Частым элементом комедии, особенно романтической, является афера, которая тоже свидетельствует о неумении добиться своего напрямую. Герой прикрывается маской лжи, но в ходе развития событий вынужден обнажить душу. Фил Коннорс использует свой магический дар, чтобы соблазнить Риту. Майкл Дорси прибегает к обману, чтобы найти работу. Хлестаков пользуется статусом ревизора, Новосельцев ухаживает за начальницей из корыстных соображений, Бродяжка поддается соблазну притвориться богатым перед слепой девушкой в «Огнях большого города». Архетип Плута связан с комедией по своей природе (Джек Воробей, Кот в сапогах, Аксель Фоули из «Полицейского из Беверли-Хиллз», Питер Венкман — персонаж Билла Мюррея из «Охотников за привидениями», Ходжа Насреддин и другие). Этот архетип изначально включает в себя темную и светлую сторону героя — высокое и низкое. Исключения составляют случаи, когда этот архетип совмещен с архетипом Тени (Локи, Джокер, возможно, Тайлер Дерден), но даже здесь комедийный элемент частично сохраняется.
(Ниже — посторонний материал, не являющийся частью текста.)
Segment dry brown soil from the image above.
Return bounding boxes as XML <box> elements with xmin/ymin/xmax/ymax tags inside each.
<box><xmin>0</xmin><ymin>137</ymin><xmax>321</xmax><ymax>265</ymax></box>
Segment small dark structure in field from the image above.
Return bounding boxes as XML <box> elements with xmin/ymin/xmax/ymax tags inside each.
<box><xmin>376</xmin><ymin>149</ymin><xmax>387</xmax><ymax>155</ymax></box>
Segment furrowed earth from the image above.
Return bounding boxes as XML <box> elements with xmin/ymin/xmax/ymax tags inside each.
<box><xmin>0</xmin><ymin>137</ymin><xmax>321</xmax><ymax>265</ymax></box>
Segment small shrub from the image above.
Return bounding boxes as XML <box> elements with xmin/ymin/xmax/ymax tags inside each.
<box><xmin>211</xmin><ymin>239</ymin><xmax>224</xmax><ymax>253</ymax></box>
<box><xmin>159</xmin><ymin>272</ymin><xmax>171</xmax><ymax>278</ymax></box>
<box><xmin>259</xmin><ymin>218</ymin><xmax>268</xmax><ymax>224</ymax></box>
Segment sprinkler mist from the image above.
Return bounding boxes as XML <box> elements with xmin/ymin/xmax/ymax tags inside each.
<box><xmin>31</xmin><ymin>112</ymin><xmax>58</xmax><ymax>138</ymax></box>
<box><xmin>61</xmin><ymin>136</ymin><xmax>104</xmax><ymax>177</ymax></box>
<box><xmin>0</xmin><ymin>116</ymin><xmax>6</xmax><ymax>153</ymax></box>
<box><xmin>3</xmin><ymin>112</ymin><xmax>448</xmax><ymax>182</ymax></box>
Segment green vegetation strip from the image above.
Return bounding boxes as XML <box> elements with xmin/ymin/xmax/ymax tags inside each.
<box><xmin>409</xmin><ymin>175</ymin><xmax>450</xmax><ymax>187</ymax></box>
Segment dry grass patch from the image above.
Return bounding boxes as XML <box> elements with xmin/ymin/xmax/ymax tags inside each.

Элемент «низкого», даже в некомедийных жанрах, контрастирует с мифичностью жанра и добавляет ей человечности, заземляет. В этом смысле комедия выполняет ровно ту же роль, что и драма.

Когда Тор, привыкший к всемогуществу и вседозволенности, оказывается лишен своей силы и попадает со скандинавского «Олимпа» в мир простых людей, для которых его биография — бред сумасшедшего, включается комедийный элемент. Тор ведет себя как божество, в то время как на деле по способностям сравнялся с обычным человеком — и даже ниже, поскольку для окружающих его поведение эксцентрично, не от мира сего. Мифическое, попадающее в контекст обыденного, генерирует юмор.

Дон Кихот — герой с мифическими качествами — высокими принципами, возвышенной любовью, благородством и чувством справедливости, а также в прямом смысле мифологизирующий реальность, сражающийся с ветряными мельницами-великанами, но живущий в контексте низменных человеческих страстей, моральной коррупции, личных интересов. В такой конфигурации произведение Сервантеса называют и комичным, и трагичным. Схожее устройство в «Бразилии» тоже превращает фильм в трагикомичный.

Нередко комедийными чертами наделены конкретные персонажи и элементы в сюжете для соблюдения жанровой сбалансированности. Так, во франшизе «Люди в черном» Кей (Томми Ли Джонс) — что называется, straight man, серьезный напарник с каменным лицом, опытный, невозмутимый, хорошо знающий правила этого фэнтезийного мира, в котором рядом с нами бок о бок давно существуют инопланетяне, и относящийся к этим правилам крайне ответственно. Джей (Уилл Смит) — его комичный коллега. Этот тандем работает особенно удачно в первом фильме, когда комичность Джея оправдывается обстоятельствами: как новичок в мире Кея, он познает «удивительное» впервые, его реакции естественно гротескны, он использует юмор как способ совладать с шоком, и, как новичок, он демонстрирует некомпетентность. В последующих фильмах Джей по большей части просто шутник, это — его способ взаимодействия с миром.

Вот как в сцене из первого фильма работает юмор, возникающий на стыке мифического и жизненного:

ДЖЕЙ. Он сказал, что мир приходит к концу.

КЕЙ (почти невозмутимо). Он не сказал, когда?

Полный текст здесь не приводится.